WELFARE CONTRATTUALE /
Welfare aziendale per oltre 45mila orafi, argentieri e gioiellieri
Dopo il CCNL del settore metalmeccanico, un altro contratto collettivo prevede una quota da dedicare al welfare
14 ottobre 2017

Dopo l’ipotesi di accordo siglata a maggio 2017 e il via libera arrivato dalle assemblee dei lavoratori, è stato firmato il nuovo CCNL valido per gli orafi, argentieri e gioiellieri. La grande novità riguarda l’introduzione di una quota destinata al welfare aziendale che sarà di 100 euro nel 2018, 150 nel 2019 e 200 nel 2020. In totale sono oltre 45mila i lavoratori coinvolti.


Il nuovo Contratto Collettivo Nazionale di orafi, argentieri e gioiellieri

Dopo il CCNL dei metalmeccanici, sottoscritto quasi un anno fa, un altro contratto collettivo inserisce tra le obbligazioni una quota destinata al welfare aziendale e ai fringe benefit. Come detto, le aziende del settore di orafi, argentieri e gioiellieri erogheranno ai lavoratori a titolo di welfare contrattuale: 100 euro a gennaio 2018, 150 euro a giugno 2019, 200 euro a giugno 2020. Queste quote saranno messe a disposizione come benefit di welfare - che possono quindi essere destinati alla previdenza, alla sanità, al rimborso di rette o spese scolastiche, al sostegno alla non autosufficienza e ad altri servizi di assistenza - oppure come fringe benefit (quindi buoni spesa, tagliandi, ecc.).

Il nuovo accordo prevede inoltre altre novità in tema di welfare. In primo luogo, è definito un rafforzamento della previdenza complementare, portando il contributo aziendale al Fondo Cometa (fondo integrativo del settore) dall’1,2% all’1,6% della retribuzione; rimane invece invariato il contributo del lavoratore (1,2%). In seconda battuta, in materia di sanità integrativa, il nuovo CCNL ha esteso la possibilità di accedere al fondo di settore mètaSalute anche ai familiari dei dipendenti. Inoltre, la quota a carico dell’impresa è stata raddoppiata: si passa da 72 euro all’anno, a 156 euro.
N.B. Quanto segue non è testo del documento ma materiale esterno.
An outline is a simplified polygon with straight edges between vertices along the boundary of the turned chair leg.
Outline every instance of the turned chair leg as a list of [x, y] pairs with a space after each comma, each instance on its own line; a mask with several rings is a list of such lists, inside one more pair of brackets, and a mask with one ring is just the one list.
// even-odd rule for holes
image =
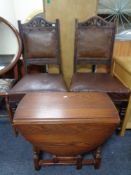
[[34, 159], [34, 168], [35, 170], [40, 170], [41, 166], [39, 165], [39, 161], [40, 161], [40, 151], [33, 147], [33, 159]]
[[94, 160], [95, 160], [94, 168], [99, 169], [100, 164], [101, 164], [101, 148], [100, 147], [98, 147], [94, 152]]
[[76, 168], [77, 170], [80, 170], [82, 168], [82, 156], [81, 155], [78, 155], [77, 156], [77, 163], [76, 163]]
[[119, 105], [119, 116], [120, 116], [121, 122], [120, 122], [119, 126], [116, 129], [116, 133], [120, 136], [123, 135], [121, 133], [123, 131], [123, 126], [124, 126], [124, 121], [125, 121], [125, 118], [126, 118], [127, 109], [128, 109], [128, 102], [122, 102]]
[[128, 102], [122, 102], [120, 105], [119, 115], [122, 119], [124, 118], [126, 114], [127, 107], [128, 107]]
[[8, 112], [8, 115], [9, 115], [9, 119], [10, 119], [10, 122], [12, 124], [12, 128], [13, 128], [13, 132], [14, 132], [14, 135], [17, 136], [18, 135], [18, 131], [16, 130], [16, 128], [13, 126], [13, 116], [14, 116], [14, 112], [10, 106], [10, 103], [9, 103], [9, 97], [6, 95], [5, 96], [5, 105], [6, 105], [6, 110]]

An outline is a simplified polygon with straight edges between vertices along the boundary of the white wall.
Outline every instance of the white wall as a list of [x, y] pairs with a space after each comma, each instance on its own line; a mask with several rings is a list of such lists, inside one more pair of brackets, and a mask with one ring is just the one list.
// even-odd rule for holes
[[43, 11], [43, 0], [0, 0], [0, 16], [15, 27], [17, 20], [25, 21], [37, 11]]
[[[17, 27], [13, 0], [0, 0], [0, 16]], [[10, 28], [0, 23], [0, 54], [14, 54], [17, 48], [17, 40]]]
[[[17, 20], [25, 21], [33, 12], [43, 11], [43, 0], [0, 0], [0, 16], [16, 28]], [[0, 54], [11, 54], [17, 49], [17, 42], [9, 28], [0, 27]]]
[[13, 0], [0, 0], [0, 16], [17, 26]]
[[33, 12], [43, 11], [43, 0], [13, 0], [17, 20], [25, 21]]

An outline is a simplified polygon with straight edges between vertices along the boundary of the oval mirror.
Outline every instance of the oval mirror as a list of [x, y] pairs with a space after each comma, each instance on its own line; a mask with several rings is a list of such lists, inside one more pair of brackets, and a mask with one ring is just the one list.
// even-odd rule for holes
[[0, 75], [9, 71], [20, 58], [21, 39], [17, 30], [0, 17]]

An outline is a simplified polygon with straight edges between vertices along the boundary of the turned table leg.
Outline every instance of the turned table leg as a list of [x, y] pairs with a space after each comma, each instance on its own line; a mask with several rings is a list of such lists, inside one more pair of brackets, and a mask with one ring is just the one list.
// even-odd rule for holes
[[95, 160], [94, 168], [99, 169], [100, 164], [101, 164], [101, 148], [100, 147], [98, 147], [94, 152], [94, 160]]

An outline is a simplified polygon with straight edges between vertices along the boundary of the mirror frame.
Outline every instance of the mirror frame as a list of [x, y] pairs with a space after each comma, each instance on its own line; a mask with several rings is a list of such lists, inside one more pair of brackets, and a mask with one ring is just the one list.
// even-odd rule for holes
[[17, 42], [18, 42], [18, 52], [16, 53], [14, 58], [11, 60], [11, 63], [8, 66], [6, 66], [5, 68], [3, 68], [2, 70], [0, 70], [0, 75], [2, 75], [4, 73], [8, 72], [10, 69], [12, 69], [15, 66], [15, 64], [17, 63], [17, 61], [19, 60], [19, 58], [21, 56], [21, 52], [22, 52], [22, 41], [21, 41], [21, 38], [20, 38], [18, 31], [10, 22], [8, 22], [6, 19], [4, 19], [1, 16], [0, 16], [0, 22], [5, 23], [12, 30], [12, 32], [16, 36]]

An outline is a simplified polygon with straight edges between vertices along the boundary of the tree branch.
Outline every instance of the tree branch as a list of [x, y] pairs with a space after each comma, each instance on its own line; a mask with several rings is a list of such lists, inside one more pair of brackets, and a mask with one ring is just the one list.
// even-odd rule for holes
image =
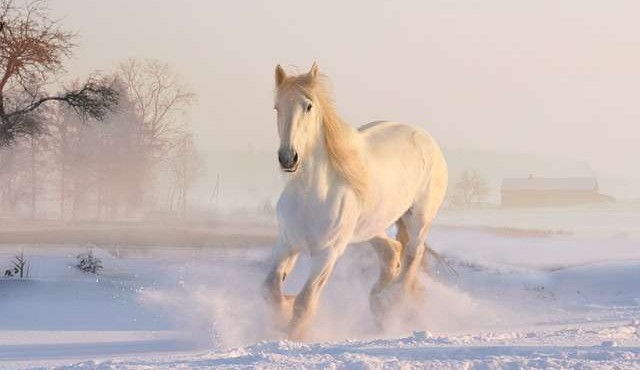
[[116, 111], [118, 105], [119, 92], [112, 85], [104, 79], [93, 77], [78, 89], [37, 98], [23, 108], [0, 115], [0, 146], [13, 142], [17, 136], [37, 132], [40, 122], [34, 113], [48, 102], [57, 101], [67, 105], [83, 120], [104, 120], [109, 113]]

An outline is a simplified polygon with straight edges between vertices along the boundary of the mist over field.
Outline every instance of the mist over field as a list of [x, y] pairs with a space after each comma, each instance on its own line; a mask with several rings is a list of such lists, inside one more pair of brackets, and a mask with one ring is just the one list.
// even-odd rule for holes
[[[278, 181], [273, 68], [306, 71], [314, 60], [347, 122], [419, 125], [454, 153], [454, 175], [509, 168], [513, 175], [491, 174], [496, 184], [531, 173], [595, 176], [605, 193], [640, 197], [634, 2], [190, 2], [154, 3], [152, 14], [145, 1], [51, 8], [80, 33], [68, 65], [77, 74], [154, 58], [192, 87], [198, 104], [189, 116], [207, 163], [200, 203], [218, 175], [228, 196], [266, 197], [252, 179], [257, 172]], [[234, 168], [238, 161], [245, 165]]]
[[[0, 369], [640, 368], [639, 12], [0, 0]], [[274, 70], [314, 62], [349, 125], [428, 131], [449, 185], [420, 299], [380, 325], [349, 245], [296, 341], [261, 288]]]

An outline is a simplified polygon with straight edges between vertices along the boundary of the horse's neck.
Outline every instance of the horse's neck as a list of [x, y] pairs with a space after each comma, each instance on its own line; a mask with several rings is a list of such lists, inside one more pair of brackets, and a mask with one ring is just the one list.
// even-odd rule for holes
[[[350, 126], [346, 129], [353, 130]], [[323, 130], [324, 124], [318, 130], [318, 136], [307, 158], [303, 159], [301, 171], [296, 176], [296, 181], [304, 188], [306, 194], [314, 194], [320, 199], [324, 199], [329, 191], [344, 183], [331, 164]]]
[[322, 187], [322, 185], [328, 186], [329, 179], [333, 177], [333, 168], [322, 132], [318, 134], [316, 142], [301, 167], [298, 178], [305, 188], [311, 190], [318, 186]]

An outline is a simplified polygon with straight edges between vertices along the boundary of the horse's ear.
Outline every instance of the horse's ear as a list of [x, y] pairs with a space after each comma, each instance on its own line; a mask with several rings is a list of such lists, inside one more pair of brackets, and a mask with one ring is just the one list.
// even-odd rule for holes
[[285, 78], [287, 78], [287, 73], [280, 66], [280, 64], [278, 64], [276, 66], [276, 86], [280, 86]]
[[309, 76], [311, 76], [311, 78], [316, 78], [318, 76], [318, 63], [317, 62], [313, 62], [313, 65], [311, 66], [311, 69], [309, 70]]

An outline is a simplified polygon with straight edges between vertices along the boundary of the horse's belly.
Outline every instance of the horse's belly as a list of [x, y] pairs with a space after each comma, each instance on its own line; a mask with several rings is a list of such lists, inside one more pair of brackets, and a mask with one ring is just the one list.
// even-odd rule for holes
[[380, 233], [386, 230], [388, 226], [390, 226], [389, 219], [361, 220], [353, 234], [352, 243], [361, 243], [371, 240], [373, 237], [380, 235]]
[[375, 199], [358, 218], [354, 232], [354, 242], [367, 241], [384, 233], [387, 228], [405, 214], [411, 207], [412, 201], [413, 197], [402, 191]]

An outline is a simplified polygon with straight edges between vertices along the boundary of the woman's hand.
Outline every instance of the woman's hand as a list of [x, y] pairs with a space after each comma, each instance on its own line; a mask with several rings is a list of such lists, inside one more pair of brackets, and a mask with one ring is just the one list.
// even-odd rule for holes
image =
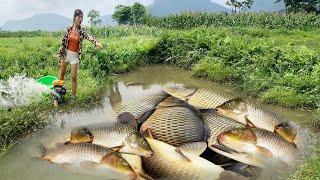
[[102, 48], [102, 45], [97, 42], [97, 43], [96, 43], [96, 47], [97, 47], [97, 49], [101, 49], [101, 48]]

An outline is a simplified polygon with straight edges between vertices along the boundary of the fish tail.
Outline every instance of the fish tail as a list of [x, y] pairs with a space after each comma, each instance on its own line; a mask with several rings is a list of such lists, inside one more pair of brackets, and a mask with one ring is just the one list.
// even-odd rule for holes
[[29, 154], [31, 159], [46, 159], [47, 149], [44, 147], [44, 145], [41, 143], [39, 145], [33, 146], [29, 150]]
[[42, 158], [44, 158], [44, 156], [46, 155], [47, 149], [46, 149], [46, 147], [44, 147], [44, 145], [43, 145], [42, 143], [40, 143], [40, 144], [38, 145], [38, 147], [39, 147], [39, 151], [40, 151], [40, 156], [39, 156], [39, 158], [42, 159]]
[[146, 180], [154, 180], [150, 175], [148, 175], [144, 172], [137, 172], [137, 174]]

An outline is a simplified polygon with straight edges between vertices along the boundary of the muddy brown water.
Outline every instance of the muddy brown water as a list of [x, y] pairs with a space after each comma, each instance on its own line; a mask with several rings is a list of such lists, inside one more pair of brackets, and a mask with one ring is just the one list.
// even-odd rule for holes
[[[80, 72], [81, 73], [81, 72]], [[129, 102], [139, 96], [152, 94], [161, 90], [167, 84], [183, 84], [205, 89], [221, 90], [236, 95], [242, 95], [231, 85], [222, 85], [208, 80], [191, 77], [190, 72], [163, 65], [154, 65], [141, 68], [133, 73], [118, 76], [117, 82], [110, 85], [103, 98], [102, 106], [84, 110], [82, 112], [60, 112], [54, 114], [54, 123], [45, 130], [34, 133], [13, 146], [9, 152], [0, 159], [0, 179], [4, 180], [37, 180], [37, 179], [124, 179], [120, 175], [107, 173], [105, 176], [90, 176], [73, 172], [60, 165], [39, 160], [41, 154], [39, 145], [52, 147], [56, 142], [64, 141], [70, 134], [70, 129], [75, 126], [96, 122], [115, 121], [112, 107]], [[131, 83], [130, 86], [125, 84]], [[81, 82], [80, 82], [81, 83]], [[81, 90], [80, 90], [81, 91]], [[110, 97], [110, 98], [109, 98]], [[303, 133], [308, 135], [304, 123], [312, 118], [308, 111], [291, 110], [270, 106], [275, 112], [295, 122], [303, 128]], [[309, 140], [305, 140], [308, 142]], [[271, 173], [272, 174], [272, 173]]]

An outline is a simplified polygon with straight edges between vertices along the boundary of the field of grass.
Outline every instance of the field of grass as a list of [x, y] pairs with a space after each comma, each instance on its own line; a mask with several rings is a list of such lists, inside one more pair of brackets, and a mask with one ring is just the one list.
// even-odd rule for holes
[[[147, 64], [172, 64], [195, 76], [232, 83], [247, 95], [290, 108], [313, 109], [320, 102], [320, 30], [259, 27], [198, 27], [188, 30], [155, 27], [102, 27], [90, 31], [102, 50], [84, 44], [77, 103], [99, 103], [110, 73], [124, 73]], [[16, 74], [58, 76], [59, 33], [30, 37], [0, 33], [0, 79]], [[20, 32], [20, 34], [23, 34]], [[67, 73], [70, 89], [70, 73]], [[69, 98], [69, 96], [67, 96]], [[50, 97], [27, 107], [0, 109], [0, 154], [22, 134], [50, 123]], [[316, 114], [319, 116], [319, 113]], [[318, 126], [319, 118], [311, 124]], [[316, 151], [319, 152], [319, 151]], [[298, 168], [318, 169], [319, 154]], [[317, 174], [315, 174], [316, 176]]]
[[316, 29], [320, 17], [316, 14], [286, 13], [205, 13], [184, 12], [147, 21], [149, 26], [186, 29], [194, 27], [259, 27], [265, 29]]

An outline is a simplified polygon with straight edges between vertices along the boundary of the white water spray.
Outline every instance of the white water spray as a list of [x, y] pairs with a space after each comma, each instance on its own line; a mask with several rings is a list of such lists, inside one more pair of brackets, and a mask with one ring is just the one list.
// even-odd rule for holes
[[35, 79], [16, 75], [7, 81], [0, 80], [0, 107], [28, 105], [50, 92], [47, 86], [37, 83]]

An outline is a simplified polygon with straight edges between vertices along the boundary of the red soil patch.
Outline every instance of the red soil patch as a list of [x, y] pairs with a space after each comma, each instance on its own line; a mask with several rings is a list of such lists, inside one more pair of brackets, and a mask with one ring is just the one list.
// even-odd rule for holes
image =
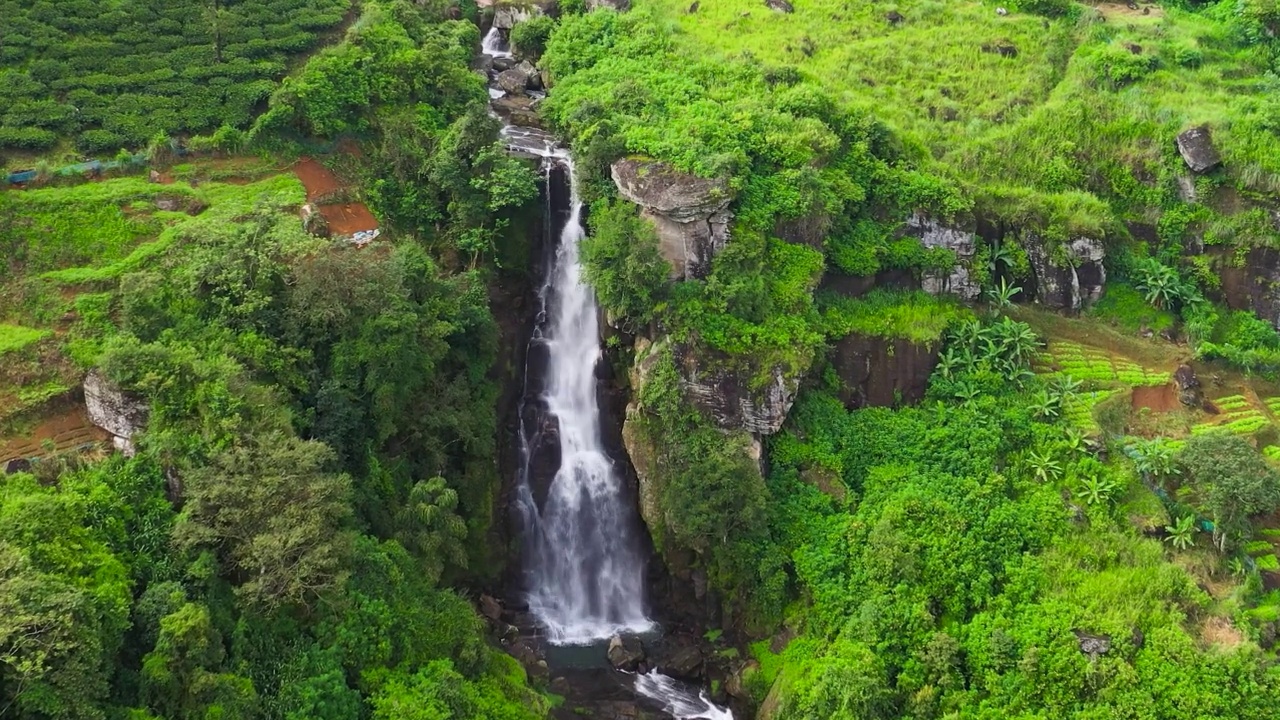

Infine, è introdotta la possibilità di frazionamento a ore dei congedi parentali, il rafforzamento del part time e una serie di misure volte a facilitare la conciliazione dei tempi di vita e di lavoro.


Anche i provider di welfare aziendale si stanno attrezzando…

Con lo scopo di rispondere alle esigenze dettate dal nuovo accordo, anche i provider di welfare aziendale - cioè quelle società private che private che si occupano di fornire servizi alle imprese in materia di welfare - si sono messi in moto per ideare un’offerta per le imprese del settore. Tra questi vi è, ad esempio, Easy Welfare che ha creato un pacchetto di prestazioni - incentrato sul sostegno alla famiglia e i servizi per il tempo libero - dedicato esclusivamente al CCNL orafi e argentieri. La soluzione proposta prevede inoltre l’attivazione di una piattaforma digitale, un piano di informazione per i dipendenti e un sostegno nella gestione delle pratiche.

Questi soggetti possono avere un ruolo cruciale nella promozione del welfare aziendale, in quanto - pur vendendo un proprio prodotto sul mercato - hanno la possibilità di sensibilizzare le imprese e i lavoratori verso l’importanza di investire la cifra prevista dal contratto in servizi di welfare in senso stretto, piuttosto che in fringe benefit e altre prestazioni non rivolte a soddisfare un bisogno sociale primario dell’individuo.